Yost said the review will look closely at allowing assistance for victims whose drug addiction or criminal history had nothing to do with them becoming victims of a crime. It will also explore whether state aid can be weighted to those who need it most.
The Dayton Daily News last week revealed that 19 Oregon District shooting victims were denied assistance from the Ohio victims compensation program. Five were denied help because they had a felony conviction within 10 years before the mass shooting. That included the family of Derrick Fudge, who was killed in the shooting, and his family was denied help with burial costs because Fudge was convicted 8.5 years prior on a felony drug charge in Clark County.
“Not having had any conviction for 10 years strikes me as an unreasonable bar,” Yost said. “The goal of this program is restorative justice, and justice doesn’t just belong to people that have perfectly clean backgrounds.”
A woman who was shot in the leg in the Oregon District was denied aid because she had amphetamines in her system when she was shot. She provided receipts showing she takes prescribed Adderall, meaning she should qualify. But she and others criticize the program for rules denying help to victims of a violent crime who might be addicted to drugs.
A 2017 Dayton Daily News investigation found a woman who was the victim of sex trafficking was denied aid because drugs were found in her system when she was taken to the hospital for a rape kit. Victims can be denied aid if they are charged or even accused of a crime, even if they aren’t convicted. Having non-prescription drugs in the blood stream is considered drug possession by the program rules.
“Addiction should not be a bar to being compensated,” Yost said.
The third thing Yost ordered to be part of the review is whether there’s some way to objectively assess how big of an impact a crime had on a victim’s life and make sure help gets to those who need it most.

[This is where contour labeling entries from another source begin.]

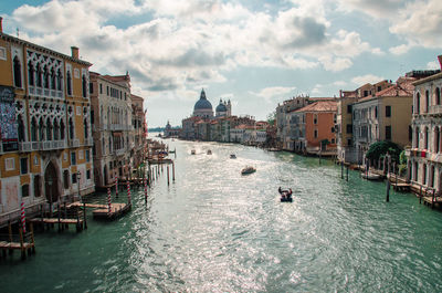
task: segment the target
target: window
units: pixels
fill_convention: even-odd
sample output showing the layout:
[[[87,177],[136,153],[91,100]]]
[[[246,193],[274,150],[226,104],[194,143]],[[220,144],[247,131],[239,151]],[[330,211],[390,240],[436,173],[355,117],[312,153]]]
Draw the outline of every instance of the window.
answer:
[[[421,94],[418,92],[415,94],[415,114],[421,112]]]
[[[75,172],[72,174],[71,178],[72,178],[72,184],[73,185],[76,184],[76,174]]]
[[[82,92],[83,92],[83,97],[87,97],[87,81],[86,81],[86,76],[83,75],[82,77]]]
[[[63,171],[63,187],[64,189],[69,188],[69,170]]]
[[[352,125],[347,124],[347,134],[351,134],[351,133],[352,133]]]
[[[18,56],[13,59],[13,76],[15,87],[21,87],[21,64]]]
[[[427,90],[425,91],[425,113],[428,113],[430,106],[430,92]]]
[[[28,174],[28,158],[20,158],[20,174]]]
[[[21,197],[29,197],[29,185],[21,186]]]
[[[391,117],[391,106],[386,106],[386,117]]]
[[[29,85],[33,86],[35,81],[34,81],[34,66],[32,65],[32,62],[28,62],[28,83]]]
[[[76,154],[75,154],[75,151],[71,153],[71,165],[76,165]]]
[[[391,126],[386,126],[386,140],[391,139]]]
[[[72,95],[72,76],[71,76],[71,72],[67,71],[66,73],[66,87],[67,87],[67,95]]]
[[[40,191],[40,185],[41,185],[41,176],[35,175],[34,177],[34,197],[41,197],[41,191]]]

“Not all Ohioans are equally resourced, equally resilient. They don’t all have the same network and resources to be able to deal with being victimized,” he said.

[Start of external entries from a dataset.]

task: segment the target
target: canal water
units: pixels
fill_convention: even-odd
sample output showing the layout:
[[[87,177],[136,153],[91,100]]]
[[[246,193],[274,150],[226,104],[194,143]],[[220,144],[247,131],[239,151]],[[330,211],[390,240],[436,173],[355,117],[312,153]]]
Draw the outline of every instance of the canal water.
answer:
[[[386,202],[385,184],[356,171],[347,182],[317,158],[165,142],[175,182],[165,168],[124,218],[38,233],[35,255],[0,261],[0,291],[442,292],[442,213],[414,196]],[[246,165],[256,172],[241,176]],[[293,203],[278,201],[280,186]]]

The fund paid out $102,731 in assistance to 29 victims of the Oregon District shooting, according to the Ohio Attorney General’s Office. The program is funded with court costs and drivers license reinstatement fees paid by those accused of crimes. The Dayton Daily News found the program routinely denies more claims than it pays out.
Obhof noted that time is short to get a new bill through both chambers of the Ohio General Assembly because the two-year legislative session ends in December. Lehner is term-limited and leaves office after this year; both the Democrat and Republican vying for her seat also support changes to the program.
Lehner’s proposed legislation, Senate Bill 322, would have:
- Expanded the definition of “victim” to include: victims’ family members, witnesses to a crime, someone who arrives at a crime scene in the immediate aftermath, and caretakers of a dependent victim of sexual assault. These people would be eligible for up to $15,000 for wages lost due to treatment and counseling.
- Increased the maximum claim an immediate family member of a crime could receive to $5,000 for counseling.
- Allowed someone with a criminal history to file a claim on behalf of a minor victim as a parent or guardian.
- Reduced the look-back period for criminal disqualification from 10 years to five years.
“It’s unreasonable that the fund is denying compensation, for any reason, to the victims and the families of those who were killed in the Oregon District shootings,” said Montgomery County Prosecutor Mat Heck in a statement Monday. “The program was designed to provide assistance to innocent victims of violent crime. If the mass shooting event in the Oregon District doesn’t fit that description, then I don’t know what does.”
“If necessary, the legislature needs to reform the program and make it more accessible,” Heck said.